The Unbecoming of Mara Dyer by Michelle HodkinReading Level: Young Adult
ARC: 450 pages
Publisher: Simon & Schuster Books for Young Readers, 27 September 2011
Source: Borrowed from the supremely fabulous Kimberly
Mara Dyer doesn't think life can get any stranger than waking up in a hospital with no memory of how she got there.
She believes there must be more to the accident she can't remember that killed her friends and left her mysteriously unharmed.
She doesn't believe that after everything she's been through, she can fall in love.
She's wrong. (quoted from Goodreads)
A week later and I still don't know what to say about this fantastic novel; but, seeing as today is the release day, I figured it was high time I posted this review. OH MY WORD! I feel like I've been steamrolled, scraped up, sauteed, swallowed and spit right back out... all in the best possible way, of course! Wait. Was that too graphic? Oops. Moving on... ahem.
I started this book not knowing a single thing about it and I think that's a perfect way to approach The Unbecoming of Mara Dyer. Whatever you do, don't go around trying to find out information about what to expect. Honestly. Just do yourself a favor and go in totally blind. Trust me, even knowing nothing going in, Mara Dyer is bound to suck you in before the first chapter begins; it's just that good. With that said, this review is going to be quite difficult because I don't want to give anything away. AH!

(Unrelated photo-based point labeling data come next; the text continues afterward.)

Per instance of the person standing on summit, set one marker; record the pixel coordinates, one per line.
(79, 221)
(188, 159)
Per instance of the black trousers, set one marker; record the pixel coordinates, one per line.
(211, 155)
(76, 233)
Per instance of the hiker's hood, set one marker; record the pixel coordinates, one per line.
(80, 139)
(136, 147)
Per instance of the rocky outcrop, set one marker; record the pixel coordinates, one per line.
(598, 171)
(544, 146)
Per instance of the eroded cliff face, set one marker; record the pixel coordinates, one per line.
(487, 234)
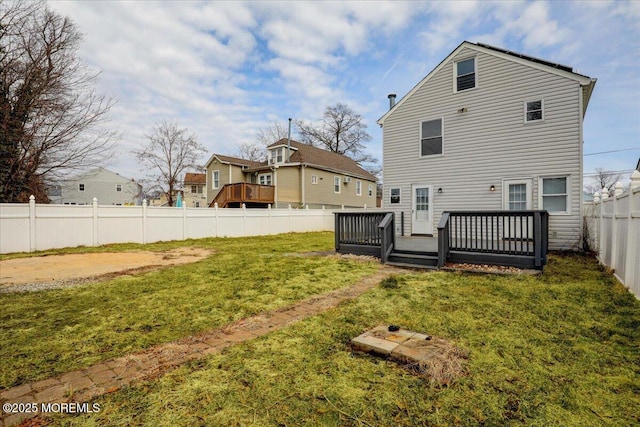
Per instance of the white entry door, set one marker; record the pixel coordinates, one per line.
(517, 196)
(422, 209)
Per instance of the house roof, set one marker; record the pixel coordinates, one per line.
(323, 159)
(195, 178)
(233, 161)
(586, 82)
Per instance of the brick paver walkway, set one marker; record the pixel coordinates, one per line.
(83, 385)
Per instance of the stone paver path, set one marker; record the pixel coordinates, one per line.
(85, 384)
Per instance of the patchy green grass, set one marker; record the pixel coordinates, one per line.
(557, 350)
(52, 332)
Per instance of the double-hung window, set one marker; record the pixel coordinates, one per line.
(555, 196)
(431, 137)
(465, 74)
(534, 111)
(216, 179)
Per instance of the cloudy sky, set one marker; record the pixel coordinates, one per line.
(226, 69)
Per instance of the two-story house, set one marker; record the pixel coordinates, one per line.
(294, 174)
(194, 193)
(488, 129)
(108, 187)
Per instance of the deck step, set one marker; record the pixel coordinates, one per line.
(413, 259)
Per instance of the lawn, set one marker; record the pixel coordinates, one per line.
(52, 332)
(561, 349)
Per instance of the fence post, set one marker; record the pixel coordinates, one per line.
(184, 221)
(32, 223)
(94, 206)
(144, 221)
(632, 232)
(605, 195)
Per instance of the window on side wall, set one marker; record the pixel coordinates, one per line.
(394, 196)
(465, 74)
(431, 137)
(555, 194)
(216, 180)
(534, 111)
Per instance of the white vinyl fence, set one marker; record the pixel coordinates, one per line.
(30, 227)
(614, 229)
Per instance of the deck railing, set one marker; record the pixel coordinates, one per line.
(243, 192)
(364, 233)
(516, 238)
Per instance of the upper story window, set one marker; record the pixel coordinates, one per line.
(534, 111)
(264, 179)
(394, 196)
(465, 74)
(216, 179)
(431, 137)
(555, 195)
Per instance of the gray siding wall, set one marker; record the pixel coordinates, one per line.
(489, 142)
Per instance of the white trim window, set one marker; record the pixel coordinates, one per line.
(534, 111)
(216, 179)
(431, 140)
(554, 192)
(394, 196)
(465, 75)
(265, 179)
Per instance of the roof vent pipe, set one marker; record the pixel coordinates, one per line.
(392, 100)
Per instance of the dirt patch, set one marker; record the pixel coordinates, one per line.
(55, 271)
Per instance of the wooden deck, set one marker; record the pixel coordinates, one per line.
(252, 195)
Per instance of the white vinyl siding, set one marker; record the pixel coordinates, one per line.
(489, 142)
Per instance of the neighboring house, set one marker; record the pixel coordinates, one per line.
(195, 193)
(488, 129)
(108, 187)
(294, 174)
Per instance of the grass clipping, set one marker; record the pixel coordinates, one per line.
(444, 365)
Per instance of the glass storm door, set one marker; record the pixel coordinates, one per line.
(422, 210)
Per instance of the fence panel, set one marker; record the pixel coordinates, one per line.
(613, 227)
(30, 227)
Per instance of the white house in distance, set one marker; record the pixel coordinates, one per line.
(488, 129)
(108, 187)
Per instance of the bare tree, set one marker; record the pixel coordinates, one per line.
(603, 179)
(266, 136)
(340, 130)
(169, 153)
(50, 115)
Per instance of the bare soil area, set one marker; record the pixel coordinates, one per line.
(55, 271)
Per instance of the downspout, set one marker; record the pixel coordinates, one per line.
(303, 185)
(289, 142)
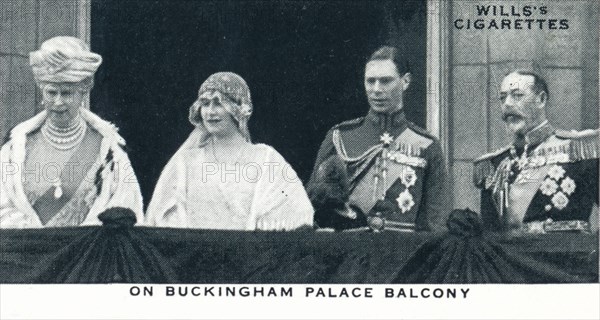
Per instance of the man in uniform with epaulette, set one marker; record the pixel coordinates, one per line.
(380, 170)
(546, 179)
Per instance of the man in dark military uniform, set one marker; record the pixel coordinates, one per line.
(546, 179)
(380, 170)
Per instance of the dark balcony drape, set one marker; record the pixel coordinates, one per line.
(120, 252)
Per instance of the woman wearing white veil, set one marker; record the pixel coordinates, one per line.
(219, 179)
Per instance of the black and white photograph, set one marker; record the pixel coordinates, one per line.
(384, 156)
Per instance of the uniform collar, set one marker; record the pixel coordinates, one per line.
(387, 121)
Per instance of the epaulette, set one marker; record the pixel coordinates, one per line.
(421, 131)
(583, 145)
(483, 166)
(349, 124)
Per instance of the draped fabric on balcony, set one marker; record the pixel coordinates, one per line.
(119, 252)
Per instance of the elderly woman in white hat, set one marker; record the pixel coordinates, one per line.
(219, 179)
(65, 165)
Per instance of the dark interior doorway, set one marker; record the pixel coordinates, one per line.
(303, 60)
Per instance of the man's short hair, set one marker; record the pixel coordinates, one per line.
(539, 84)
(394, 54)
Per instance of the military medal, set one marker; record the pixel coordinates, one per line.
(58, 189)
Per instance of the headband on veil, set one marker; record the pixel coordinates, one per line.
(226, 85)
(232, 87)
(64, 59)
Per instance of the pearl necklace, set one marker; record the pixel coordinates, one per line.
(64, 138)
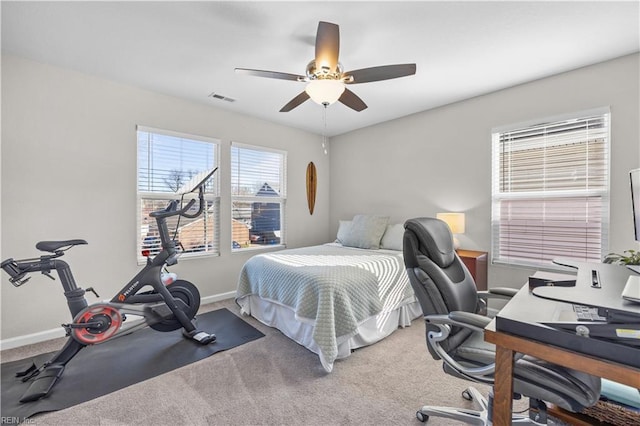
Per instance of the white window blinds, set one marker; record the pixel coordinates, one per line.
(550, 191)
(169, 164)
(258, 196)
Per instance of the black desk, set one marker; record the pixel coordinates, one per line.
(515, 330)
(525, 312)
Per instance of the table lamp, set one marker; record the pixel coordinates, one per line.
(456, 224)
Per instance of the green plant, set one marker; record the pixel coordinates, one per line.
(633, 258)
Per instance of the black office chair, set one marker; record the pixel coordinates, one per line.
(455, 315)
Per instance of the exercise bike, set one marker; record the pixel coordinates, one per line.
(166, 307)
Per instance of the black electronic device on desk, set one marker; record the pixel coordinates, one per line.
(551, 316)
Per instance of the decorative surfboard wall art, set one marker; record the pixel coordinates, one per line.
(312, 183)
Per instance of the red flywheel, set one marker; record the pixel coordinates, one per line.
(102, 322)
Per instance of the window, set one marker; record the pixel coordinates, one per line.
(258, 196)
(170, 164)
(550, 191)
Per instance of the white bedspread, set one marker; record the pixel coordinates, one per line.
(335, 288)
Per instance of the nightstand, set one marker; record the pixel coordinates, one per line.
(476, 263)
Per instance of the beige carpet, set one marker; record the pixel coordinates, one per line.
(274, 381)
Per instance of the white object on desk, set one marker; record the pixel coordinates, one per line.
(631, 290)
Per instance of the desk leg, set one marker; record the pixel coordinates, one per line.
(503, 387)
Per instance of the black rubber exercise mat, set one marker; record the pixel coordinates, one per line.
(102, 369)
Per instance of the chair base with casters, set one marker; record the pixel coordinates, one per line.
(482, 415)
(456, 314)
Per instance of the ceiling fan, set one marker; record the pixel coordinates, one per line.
(324, 75)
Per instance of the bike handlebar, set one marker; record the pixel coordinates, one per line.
(172, 208)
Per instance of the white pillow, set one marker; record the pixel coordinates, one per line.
(392, 238)
(366, 231)
(344, 226)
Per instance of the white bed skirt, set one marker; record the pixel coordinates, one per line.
(300, 330)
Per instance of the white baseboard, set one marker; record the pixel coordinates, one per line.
(29, 339)
(42, 336)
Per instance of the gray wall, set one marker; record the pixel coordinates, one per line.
(440, 160)
(69, 148)
(69, 171)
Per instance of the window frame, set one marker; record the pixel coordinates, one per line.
(281, 199)
(212, 195)
(588, 194)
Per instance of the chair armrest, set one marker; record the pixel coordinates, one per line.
(498, 293)
(474, 322)
(468, 320)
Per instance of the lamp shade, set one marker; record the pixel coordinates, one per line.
(454, 220)
(325, 92)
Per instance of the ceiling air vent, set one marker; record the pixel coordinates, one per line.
(221, 97)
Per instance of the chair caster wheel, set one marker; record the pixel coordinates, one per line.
(467, 395)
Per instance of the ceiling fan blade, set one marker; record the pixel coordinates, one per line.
(295, 102)
(269, 74)
(385, 72)
(352, 100)
(327, 46)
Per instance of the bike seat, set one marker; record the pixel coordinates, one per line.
(52, 246)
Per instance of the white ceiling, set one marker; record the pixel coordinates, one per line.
(190, 49)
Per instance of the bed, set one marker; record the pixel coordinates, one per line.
(331, 298)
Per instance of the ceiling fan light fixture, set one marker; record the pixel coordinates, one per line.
(325, 92)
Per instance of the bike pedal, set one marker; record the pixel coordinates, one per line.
(201, 337)
(43, 384)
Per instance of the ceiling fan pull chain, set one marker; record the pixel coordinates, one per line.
(324, 129)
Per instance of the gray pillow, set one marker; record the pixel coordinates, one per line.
(366, 231)
(344, 227)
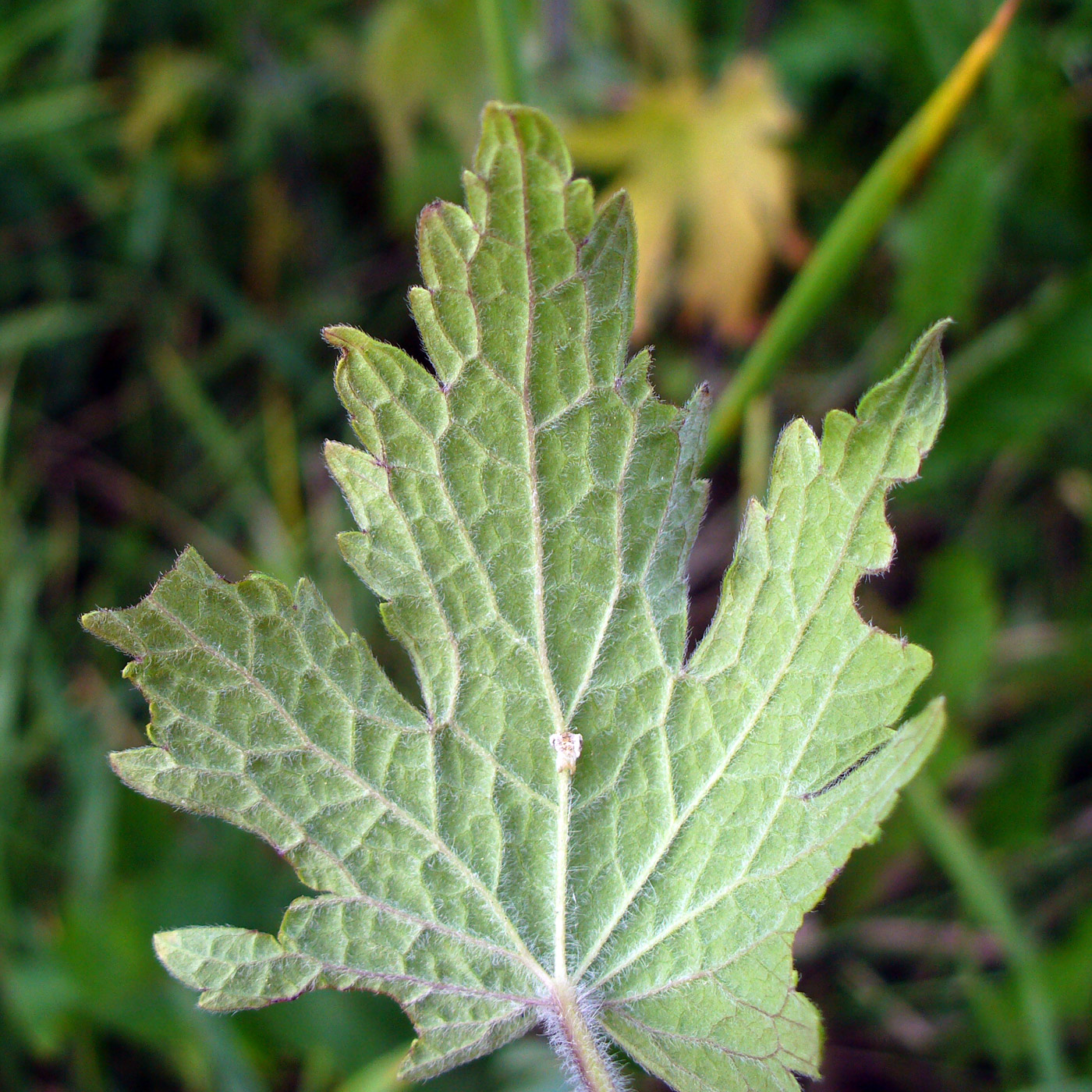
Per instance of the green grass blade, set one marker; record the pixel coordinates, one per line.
(985, 899)
(846, 242)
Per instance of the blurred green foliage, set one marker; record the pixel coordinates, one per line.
(190, 190)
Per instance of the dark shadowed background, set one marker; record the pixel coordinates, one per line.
(190, 189)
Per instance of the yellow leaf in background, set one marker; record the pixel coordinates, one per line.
(711, 183)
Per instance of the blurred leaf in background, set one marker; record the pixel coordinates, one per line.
(189, 190)
(712, 187)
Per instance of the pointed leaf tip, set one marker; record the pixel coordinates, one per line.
(526, 516)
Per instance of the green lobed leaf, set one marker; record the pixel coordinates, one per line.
(526, 515)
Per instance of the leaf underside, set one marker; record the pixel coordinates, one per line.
(526, 515)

Now, where to start...? Mara is now one of my favorite lead characters/narrators. There is so much going on, yet she still has a killer sense of humor, snarkiliciously (yeah, that's what I said) awesome comebacks and is one smart, talented cookie. I could really feel for Mara as she struggled to figure out what the heck was going on... whether any of it was real or not. There is A LOT of bizarre stuff that happens, let me tell you. Also, PTSD is seriously awful and terrifying - especially when combined with amnesia - but Mara is bent on figuring out what happened the night her friends died AND get some semblance of a normal life back. She rocks! (That's about as spoilery as I'll get, just so's ya know.) Besides, she's an artist, loves books and music, and seems like the kind of person I'd be friends with. I always like when that happens.
You know who I also loved? Mara's brothers! Especially Daniel; he seems like such a nice guy. Those boys are a perfect compliment to Mara and I really got the feeling that these three siblings would do absolutely anything for one another. Their loving relationship is just one of the gazillion things that made this an enjoyable read. I'm a fan of her friend Jaime, too. I wish there was more of him, but perhaps he'll pop up again in book two. Right?! Then there's Noah Shaw. Oh Noah, how you intrigue me. At first, I did not find Noah the least bit appealing. I've never been one for the bad boy, jerky kind of guy who thinks he can get any girl and do whatever he wants, but might possibly have a heart of gold. Ugh. Well, I thought Noah was going to be one of "those guys" and I was fully prepared to loathe him. Imagine my surprise when I ended up kind of liking him. Shocking, right? Without going into any detail as to why, I want to say that he really surprised me and I hope he keeps to do so.
Michelle Hodkin is a genius. Her writing is fantastic and it painted such a vivid picture for my visual mind to devour. Though I had absolutely no idea what was going on - what was even real! - I have become a HUGE fan of Mara Dyer. This awesome novel freaked me out and gave me nightmares (honestly, not too hard to do, as I'm the biggest scaredy cat ever), but it also made me think for ages afterward. It's definitely a "What the heck!" kind of book and I absolutely have to read it again! And the ending? OH MY WORD, the ending! Just you wait. You're in for a seriously spectacular ride. The Unbecoming of Mara Dyer left me feeling totally steamrolled. Gobsmacked. Mind completely blown... and I wouldn't have it any other way. Bring on the sequel!
A favorite quote: "Thinking something does not make it true. Wanting something does not make it real."